Einen klaren Tipp oder ähnliches kann ich dir nicht geben. Ich wurde damals arbeitslos und hab ganze 2 Jahre nichts gefunden - dann wurde mir ein Praktikum in einem Altenheim angeboten und ich dachte mir, was solls ?! Wenn es klappt, ist ok, wenn nicht - auch egal.
Nun ja, es klappte wunderbar, auch wenn ich zu Anfang einiges "ertragen" musste, weil es absolutes Neuland für mich war, in der Ausbildung hatte mir überwiegend die Theorie im Fachseminar zugesagt - die Praxis in meinem Heim - PRIVATES HEIM (NICHT ZU EMPFEHLEN) war allerdings nicht so gut. Man lernt dort kaum etwas und wird nur ausgenutzt, besser also Diakonie oder ähnliches suchen.
Nach der Ausbildung hatte ich überhaupt keine Lust mehr auf diesen Beruf - aber dann kam ein Angebot zu mir und dafür werde ich wohl ewig dankbar sein.
Bin bei einem Träger der Rheinischen Gesellschaft und bin sehr sehr glücklich. Das wichtigste an diesem Beruf ist ein funktionierendes und intaktes Team. Hast du keine gute Arbeitsatmosphäre, dann hast du nicht sehr lange Spaß am Beruf.
Bei und ist auch nicht alles optimal, aber wenn man Kollegen hat, auf die man sich verlassen kann, dann ist alles nur Nebensache.

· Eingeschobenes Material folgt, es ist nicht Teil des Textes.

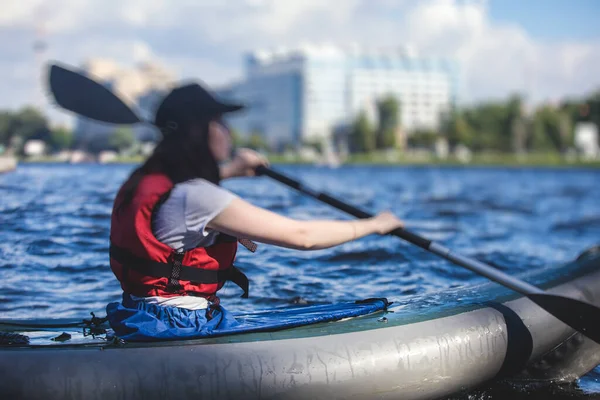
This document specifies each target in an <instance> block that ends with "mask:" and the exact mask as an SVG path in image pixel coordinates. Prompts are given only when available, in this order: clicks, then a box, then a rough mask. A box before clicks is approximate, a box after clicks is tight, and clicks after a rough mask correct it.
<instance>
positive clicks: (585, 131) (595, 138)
mask: <svg viewBox="0 0 600 400" xmlns="http://www.w3.org/2000/svg"><path fill="white" fill-rule="evenodd" d="M574 142H575V148H576V150H577V152H578V153H579V154H581V156H582V157H583V158H584V159H596V158H598V157H600V145H599V143H598V126H597V125H596V124H595V123H593V122H579V123H577V124H576V125H575V138H574Z"/></svg>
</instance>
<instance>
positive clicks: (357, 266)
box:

Ich muss dazu sagen, das ich kein typischer Altenpfleger bin. Ich bin nun mal nicht der "Liebling-Schwiegersohn" und hab meine spezielle Art. Bin immer direkt, offen und ehrlich, auch wenn es manchmal vielleicht nicht so passt - aber gerade das hat mich ausgemacht - jeder kennt mich und schätzt meine Art bei der Arbeit.

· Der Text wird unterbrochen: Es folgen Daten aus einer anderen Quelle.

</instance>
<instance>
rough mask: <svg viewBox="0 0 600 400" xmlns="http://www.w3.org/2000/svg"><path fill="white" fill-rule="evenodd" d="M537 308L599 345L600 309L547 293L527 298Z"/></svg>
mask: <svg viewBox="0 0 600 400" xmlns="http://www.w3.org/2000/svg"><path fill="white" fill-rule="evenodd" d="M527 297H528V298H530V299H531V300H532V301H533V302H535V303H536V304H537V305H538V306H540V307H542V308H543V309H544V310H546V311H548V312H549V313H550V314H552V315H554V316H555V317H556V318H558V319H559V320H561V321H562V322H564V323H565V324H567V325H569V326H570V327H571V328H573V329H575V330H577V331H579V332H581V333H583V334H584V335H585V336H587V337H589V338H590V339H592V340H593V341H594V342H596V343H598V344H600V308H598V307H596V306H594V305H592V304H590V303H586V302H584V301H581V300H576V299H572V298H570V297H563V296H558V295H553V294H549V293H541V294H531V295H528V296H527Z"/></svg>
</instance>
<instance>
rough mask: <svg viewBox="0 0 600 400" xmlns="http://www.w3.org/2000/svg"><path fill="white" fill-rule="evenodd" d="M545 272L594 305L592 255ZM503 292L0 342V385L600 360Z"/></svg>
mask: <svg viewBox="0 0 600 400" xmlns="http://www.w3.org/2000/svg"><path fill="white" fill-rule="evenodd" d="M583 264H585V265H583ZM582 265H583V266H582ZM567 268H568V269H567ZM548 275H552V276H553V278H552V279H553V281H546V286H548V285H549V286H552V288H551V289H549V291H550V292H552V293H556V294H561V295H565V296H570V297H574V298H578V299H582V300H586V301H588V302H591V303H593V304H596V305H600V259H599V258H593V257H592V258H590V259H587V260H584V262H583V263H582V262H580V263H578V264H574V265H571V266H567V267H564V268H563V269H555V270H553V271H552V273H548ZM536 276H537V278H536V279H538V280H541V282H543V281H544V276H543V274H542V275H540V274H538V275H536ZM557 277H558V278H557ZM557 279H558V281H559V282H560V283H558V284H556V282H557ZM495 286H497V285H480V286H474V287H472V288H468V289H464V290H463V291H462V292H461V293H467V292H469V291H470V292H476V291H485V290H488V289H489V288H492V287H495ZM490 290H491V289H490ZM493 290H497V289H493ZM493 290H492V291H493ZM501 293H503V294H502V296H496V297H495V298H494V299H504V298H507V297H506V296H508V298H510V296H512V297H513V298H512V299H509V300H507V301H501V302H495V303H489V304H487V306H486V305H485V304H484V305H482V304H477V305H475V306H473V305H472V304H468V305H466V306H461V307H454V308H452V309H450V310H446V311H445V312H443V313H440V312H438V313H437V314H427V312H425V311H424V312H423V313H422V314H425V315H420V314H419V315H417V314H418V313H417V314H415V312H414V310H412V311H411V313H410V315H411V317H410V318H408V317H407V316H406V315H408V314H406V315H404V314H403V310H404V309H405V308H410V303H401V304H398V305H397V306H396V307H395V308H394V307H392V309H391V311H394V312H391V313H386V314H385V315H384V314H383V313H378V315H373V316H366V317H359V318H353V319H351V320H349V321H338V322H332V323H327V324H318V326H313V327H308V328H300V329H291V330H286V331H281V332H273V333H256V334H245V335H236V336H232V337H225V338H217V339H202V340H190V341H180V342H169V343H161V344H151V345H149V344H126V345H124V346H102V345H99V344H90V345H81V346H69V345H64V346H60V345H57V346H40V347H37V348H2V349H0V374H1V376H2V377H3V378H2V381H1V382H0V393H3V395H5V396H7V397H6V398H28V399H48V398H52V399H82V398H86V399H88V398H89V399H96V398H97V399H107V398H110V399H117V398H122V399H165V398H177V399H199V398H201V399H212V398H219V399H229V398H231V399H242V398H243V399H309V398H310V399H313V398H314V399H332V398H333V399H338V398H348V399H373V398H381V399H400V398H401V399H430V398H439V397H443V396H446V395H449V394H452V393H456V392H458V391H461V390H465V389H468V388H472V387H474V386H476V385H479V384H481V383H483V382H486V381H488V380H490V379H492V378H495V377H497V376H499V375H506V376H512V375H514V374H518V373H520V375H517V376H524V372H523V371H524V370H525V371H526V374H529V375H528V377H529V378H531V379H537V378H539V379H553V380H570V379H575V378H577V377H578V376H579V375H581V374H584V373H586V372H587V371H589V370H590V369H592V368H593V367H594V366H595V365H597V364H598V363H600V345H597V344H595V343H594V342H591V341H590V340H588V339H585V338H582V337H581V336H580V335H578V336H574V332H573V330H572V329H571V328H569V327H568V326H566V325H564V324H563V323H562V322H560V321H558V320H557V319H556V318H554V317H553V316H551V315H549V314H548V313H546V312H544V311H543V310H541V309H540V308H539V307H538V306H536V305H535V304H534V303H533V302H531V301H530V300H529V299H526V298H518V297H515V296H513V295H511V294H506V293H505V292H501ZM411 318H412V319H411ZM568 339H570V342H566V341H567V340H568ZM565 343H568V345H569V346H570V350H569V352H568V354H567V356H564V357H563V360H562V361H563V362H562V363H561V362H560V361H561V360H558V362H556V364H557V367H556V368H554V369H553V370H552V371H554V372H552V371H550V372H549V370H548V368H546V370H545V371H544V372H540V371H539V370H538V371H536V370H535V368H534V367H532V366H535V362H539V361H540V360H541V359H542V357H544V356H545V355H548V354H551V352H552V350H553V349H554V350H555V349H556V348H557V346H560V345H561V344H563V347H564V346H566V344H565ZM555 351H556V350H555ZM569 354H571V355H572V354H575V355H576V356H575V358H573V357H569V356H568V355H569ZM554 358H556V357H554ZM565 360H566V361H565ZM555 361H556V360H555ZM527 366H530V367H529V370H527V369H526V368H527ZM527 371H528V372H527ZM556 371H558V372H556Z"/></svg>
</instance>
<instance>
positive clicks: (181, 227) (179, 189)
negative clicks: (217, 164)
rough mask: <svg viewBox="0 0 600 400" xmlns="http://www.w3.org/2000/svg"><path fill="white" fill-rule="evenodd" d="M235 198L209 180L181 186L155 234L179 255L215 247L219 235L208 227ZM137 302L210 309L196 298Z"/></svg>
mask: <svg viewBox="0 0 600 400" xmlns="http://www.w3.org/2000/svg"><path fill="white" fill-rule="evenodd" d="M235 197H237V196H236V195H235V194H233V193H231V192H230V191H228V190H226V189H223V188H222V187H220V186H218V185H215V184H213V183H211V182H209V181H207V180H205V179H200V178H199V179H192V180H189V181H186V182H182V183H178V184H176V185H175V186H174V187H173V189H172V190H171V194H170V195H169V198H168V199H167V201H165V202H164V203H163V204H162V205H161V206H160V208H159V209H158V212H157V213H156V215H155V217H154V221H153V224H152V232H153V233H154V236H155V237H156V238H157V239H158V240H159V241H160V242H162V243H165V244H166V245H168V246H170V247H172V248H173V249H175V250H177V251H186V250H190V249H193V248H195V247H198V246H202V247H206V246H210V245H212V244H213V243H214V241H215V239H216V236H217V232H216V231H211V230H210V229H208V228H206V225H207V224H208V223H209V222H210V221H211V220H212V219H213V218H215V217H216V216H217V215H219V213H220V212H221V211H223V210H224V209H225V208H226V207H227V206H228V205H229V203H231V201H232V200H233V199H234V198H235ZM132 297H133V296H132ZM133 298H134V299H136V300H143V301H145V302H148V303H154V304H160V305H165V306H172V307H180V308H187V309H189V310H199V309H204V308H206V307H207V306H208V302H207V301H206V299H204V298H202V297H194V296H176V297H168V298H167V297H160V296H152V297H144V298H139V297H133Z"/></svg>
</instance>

Wirklich, es mag viele schöne und vor allem weniger anstrengende Berufe geben, aber dies ist für mich meine Berufung. Man baut Beziehungen auf, verliert aber natürlich auch viele liebgewonnene Menschen, aber man wächst mit den Erfahrungen und das prägt einen fürs Leben - im sehr positiven Sinne.